I wanted to forget my anger and my bitterness.

I wanted to kill my contempt.

So I closed my eyes.

And I took a deep breath.

And I just imagined, for a moment, all of this black fog. This black, angry, swirling energy inside of me; and floating out of the chaos, came a small, chrome sphere.

So I stared–peering into the little ball. And inside, I could see everything. I could see all of me. All of my emotions and my fears.

When I was little, I had a fear that no one would be there to love me when I grew up.

When I was a teenager, I had a fear that my parents would find out all the strange things that I had been doing (a whole different story)–I was embarrassed and scared and shared my shame with no one.

And the anger–oh, the anger. I had fed it and nurtured it. Gave it candy and sweets when it cried, and so it grew into a monster. It came to control my thoughts and my hands and my head.

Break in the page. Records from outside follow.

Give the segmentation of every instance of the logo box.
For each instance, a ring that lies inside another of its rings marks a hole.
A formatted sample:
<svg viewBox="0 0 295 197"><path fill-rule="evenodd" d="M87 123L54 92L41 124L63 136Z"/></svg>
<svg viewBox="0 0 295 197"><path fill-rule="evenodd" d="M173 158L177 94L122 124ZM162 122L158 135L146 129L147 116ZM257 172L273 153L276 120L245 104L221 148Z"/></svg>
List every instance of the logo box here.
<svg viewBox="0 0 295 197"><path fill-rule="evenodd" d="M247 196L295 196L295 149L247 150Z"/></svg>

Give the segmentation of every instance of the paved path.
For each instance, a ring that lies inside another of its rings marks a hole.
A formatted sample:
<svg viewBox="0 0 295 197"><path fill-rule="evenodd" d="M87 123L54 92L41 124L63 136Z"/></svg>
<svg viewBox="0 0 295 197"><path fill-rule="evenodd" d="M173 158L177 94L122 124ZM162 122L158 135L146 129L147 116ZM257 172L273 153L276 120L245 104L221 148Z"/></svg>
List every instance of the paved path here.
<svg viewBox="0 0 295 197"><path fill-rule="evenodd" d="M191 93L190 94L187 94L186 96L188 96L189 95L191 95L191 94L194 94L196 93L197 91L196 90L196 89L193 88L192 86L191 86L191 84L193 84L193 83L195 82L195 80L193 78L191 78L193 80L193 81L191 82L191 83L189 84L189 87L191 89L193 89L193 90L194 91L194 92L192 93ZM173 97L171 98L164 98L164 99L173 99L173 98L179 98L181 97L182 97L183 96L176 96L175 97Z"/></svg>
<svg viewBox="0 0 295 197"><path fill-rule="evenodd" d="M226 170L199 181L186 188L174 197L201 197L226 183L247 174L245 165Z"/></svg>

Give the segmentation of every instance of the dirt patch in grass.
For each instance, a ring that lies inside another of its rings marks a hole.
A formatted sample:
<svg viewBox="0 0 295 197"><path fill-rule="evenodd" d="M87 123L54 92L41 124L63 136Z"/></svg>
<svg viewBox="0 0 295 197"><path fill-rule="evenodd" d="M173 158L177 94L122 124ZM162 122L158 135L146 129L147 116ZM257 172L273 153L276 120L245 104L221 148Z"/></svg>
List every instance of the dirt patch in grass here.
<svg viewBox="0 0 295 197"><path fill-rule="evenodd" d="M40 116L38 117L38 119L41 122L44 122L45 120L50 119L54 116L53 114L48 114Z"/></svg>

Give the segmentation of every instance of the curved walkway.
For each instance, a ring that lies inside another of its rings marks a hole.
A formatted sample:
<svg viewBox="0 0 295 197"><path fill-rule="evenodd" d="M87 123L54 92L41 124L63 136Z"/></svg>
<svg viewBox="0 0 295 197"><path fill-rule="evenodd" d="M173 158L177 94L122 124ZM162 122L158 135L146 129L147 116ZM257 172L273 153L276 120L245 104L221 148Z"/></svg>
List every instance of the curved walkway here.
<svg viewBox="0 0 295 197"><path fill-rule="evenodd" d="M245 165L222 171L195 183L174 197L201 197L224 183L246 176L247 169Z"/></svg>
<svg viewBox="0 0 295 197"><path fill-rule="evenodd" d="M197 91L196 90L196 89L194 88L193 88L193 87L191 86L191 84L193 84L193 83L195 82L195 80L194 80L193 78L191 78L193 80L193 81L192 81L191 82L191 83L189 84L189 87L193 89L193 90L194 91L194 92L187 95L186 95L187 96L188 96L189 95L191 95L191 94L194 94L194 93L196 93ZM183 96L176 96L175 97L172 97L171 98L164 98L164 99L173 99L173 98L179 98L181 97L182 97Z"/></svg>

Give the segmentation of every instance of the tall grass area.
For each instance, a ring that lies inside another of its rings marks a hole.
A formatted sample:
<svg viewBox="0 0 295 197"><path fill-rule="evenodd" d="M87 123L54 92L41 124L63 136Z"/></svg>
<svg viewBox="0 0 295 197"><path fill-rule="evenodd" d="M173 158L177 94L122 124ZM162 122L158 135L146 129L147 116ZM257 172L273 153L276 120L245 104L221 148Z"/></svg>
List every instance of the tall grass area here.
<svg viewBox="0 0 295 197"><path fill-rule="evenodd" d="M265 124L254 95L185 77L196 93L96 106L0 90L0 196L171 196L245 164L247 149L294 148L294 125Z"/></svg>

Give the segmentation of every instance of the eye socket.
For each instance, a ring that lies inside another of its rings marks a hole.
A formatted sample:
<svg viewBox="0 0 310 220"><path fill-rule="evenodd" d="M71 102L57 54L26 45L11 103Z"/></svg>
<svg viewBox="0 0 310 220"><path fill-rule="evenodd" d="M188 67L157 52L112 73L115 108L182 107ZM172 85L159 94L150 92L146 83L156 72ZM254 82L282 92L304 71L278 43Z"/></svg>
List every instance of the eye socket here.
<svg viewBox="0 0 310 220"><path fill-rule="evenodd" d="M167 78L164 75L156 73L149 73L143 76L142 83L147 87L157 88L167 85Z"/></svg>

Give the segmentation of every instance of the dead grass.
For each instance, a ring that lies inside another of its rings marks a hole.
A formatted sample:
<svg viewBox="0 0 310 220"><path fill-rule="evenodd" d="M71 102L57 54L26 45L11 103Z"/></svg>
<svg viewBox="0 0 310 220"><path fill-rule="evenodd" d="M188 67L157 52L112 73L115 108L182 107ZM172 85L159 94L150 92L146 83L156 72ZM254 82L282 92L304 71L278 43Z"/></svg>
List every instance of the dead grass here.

I stared at this terrible thing for a while, it’s face swirling in the black.

I peered at it, and it peered back at me, both of us like confused children at daycare for the first time, and seeing someone just like us. As frail as us. As vulnerable as us. As human as us.

Our parents were gods, but this one–I like him because he’s just like me.

This anger is a part of me; I can’t change even if I wanted to at this point. So, I took another breath, and the face faded back into the mist.

I held my hands to my chest, taking a final breath, and breathed outwards, imagining the mist going flying out of my body from my hands. Out into the coffee shop.

Out the door.

Into the sky. Just–away.

I opened my eyes.

The coffee was done, lovely and hot under the drip-maker. I took it and sat at a small, empty table with the empty chairs that looked like people had gotten up and left in a hurry.

For the first time in a long time, I felt good. I mean, really good. Like something had been un-lodged from the inside of my chest that had been stuck there for years.

I stared at my coffee, placing my nose just above the foamed surface, closed my eyes, and inhaled–deeply inhaled–as if I was trying to drink the coffee through my nose (I have attempted that once before when I was younger. It was a dare. It was very painful).

Oh, caffeine, my dark mistress, miss liquid obsidian. How I’ve missed you so.

As I exhaled, I heard the door jingle, as if it was being opened.